This time of year reminds me of when Hurricane Irene hit our town three summers ago. Four months after two tornadoes struck, and four days after an earthquake, we prepared for Irene. Since we’re more than a hundred miles inland, I wasn’t worried, thinking we would just get some wind and rain.
My husband, Rick, was more concerned, but we were both fairly relaxed when we arose that Saturday morning to lots of wind. Our cable was already out, but we made muffins and put in a DVD, making the most of the day. Our larger Siamese, Choco, watched out the window as branches and leaves flew around the yard, and he seemed to enjoy it.
We continued our late August “snow day” (the day after Rick’s birthday) until the power started blinking that afternoon. Expecting the storm to move past us at any time, I thought the power would stay on. But after blinking, going off, then coming back on, about 3:30 it quit for good. Choco seemed to take the storm more seriously after that, and so did I. With no Internet or television, and no light for reading, the day became dull rather quickly.
I kept hoping the hurricane would go on its way and things would return to normal, but it was quite a while before that happened. The rain and wind continued all day, but our main concern was nightfall. Grateful that we didn’t need heat and the days were long, we gathered candles and flashlights in preparation for our evening.
Many homes were without power in our town, and we listened to generators hum loudly as the sun set. Trying not to envy our neighbors who had electricity, we sat around and talked, going to bed around 8:30–a record for us. Since Rick worried that a tree in our yard might fall on our bedroom, we moved our mattress into the den, much to our cats’ delight, and tried to sleep. Mocha, our smaller Siamese, always concerned about every- one, checked on us periodically to make sure we were okay, and we listened to the wind howl, thinking it would stop any moment.
We awoke with the sun, grateful to have light, even though it was about 6:30, and grateful that Irene finally left after sitting on us for approximately 24 hours. Limbs & debris covered our yard. With no electricity, we knew our hot water would run out, so I washed my hair, not knowing when I’d be able to do it again.
Our phone service came back for a little while, then it was out for nearly a week. During the day I picked up branches and stacked them next to the road, and it wasn’t long before the pile was almost as tall as I am. I worked each day until exhausted, then I’d come in and collapse onto the mattress on the floor. We were grateful we didn’t lose any trees, since several were down on our street.

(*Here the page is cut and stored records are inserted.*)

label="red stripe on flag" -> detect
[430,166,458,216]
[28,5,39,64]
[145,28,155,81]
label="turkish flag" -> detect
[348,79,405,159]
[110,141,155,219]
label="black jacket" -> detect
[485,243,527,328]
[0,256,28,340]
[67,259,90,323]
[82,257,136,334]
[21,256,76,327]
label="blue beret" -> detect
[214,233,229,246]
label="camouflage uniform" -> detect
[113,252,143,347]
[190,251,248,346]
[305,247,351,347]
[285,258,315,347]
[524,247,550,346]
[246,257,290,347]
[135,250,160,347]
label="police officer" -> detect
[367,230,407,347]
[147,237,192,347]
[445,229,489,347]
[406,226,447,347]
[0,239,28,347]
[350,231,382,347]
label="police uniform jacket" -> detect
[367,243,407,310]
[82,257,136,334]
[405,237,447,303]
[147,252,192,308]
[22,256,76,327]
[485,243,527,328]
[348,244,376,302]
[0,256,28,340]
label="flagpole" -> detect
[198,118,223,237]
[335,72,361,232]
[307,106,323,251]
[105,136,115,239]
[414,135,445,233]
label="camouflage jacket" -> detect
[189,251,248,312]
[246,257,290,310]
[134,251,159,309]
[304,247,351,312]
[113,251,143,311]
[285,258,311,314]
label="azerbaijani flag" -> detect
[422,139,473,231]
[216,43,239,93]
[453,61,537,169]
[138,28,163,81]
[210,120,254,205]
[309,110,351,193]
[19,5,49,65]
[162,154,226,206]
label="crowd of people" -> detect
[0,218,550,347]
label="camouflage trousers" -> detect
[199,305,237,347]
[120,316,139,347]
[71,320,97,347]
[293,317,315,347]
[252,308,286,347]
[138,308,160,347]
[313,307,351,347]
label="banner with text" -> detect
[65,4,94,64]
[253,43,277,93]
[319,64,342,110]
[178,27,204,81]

Choco gave me a break during that week. Instead of screaming for food all day, he was content with what I gave him. I think the cats understood our situation, and they might have watched me through the window as I worked.
On the fifth day we called a number to find out when our power might be restored. To our chagrin, we were told late Saturday afternoon. It was only Wednesday! Discouraged, we thought about going to a motel the next day so we could shower with hot water.
To help pass the time that evening, we tried listening to a book on tape while we and our cats huddled together with a little light. We hadn’t run the tape long, however, when it started slowing down, eventually sliding out of the cassette. So much for that idea. Next we made shadow puppets on the walls. Talk about desperation! But we had fun with it and, as usual, went to bed early.
We continued to sleep on our mattress in the den, since Rick worried about the tree in the front yard, and I was in a deep sleep when I seemed to be dreaming about a bright light and Rick in front of me. Suddenly I realized the lights were on! It was three-thirty a.m., but our electricity was working! Wonderful!
Our cats seemed to appreciate it too. Choco jumped about joyfully, and Mocha joined in the celebration. It was a couple of days before we got our cable back, and it took a while for us to get everything working properly, including our phone and Internet. Our town started functioning normally before too long, although we had trees and debris piled in yards and next to the road for months afterward, and we still see signs of the hurricane. We were just so glad an experience we don’t want to repeat was over.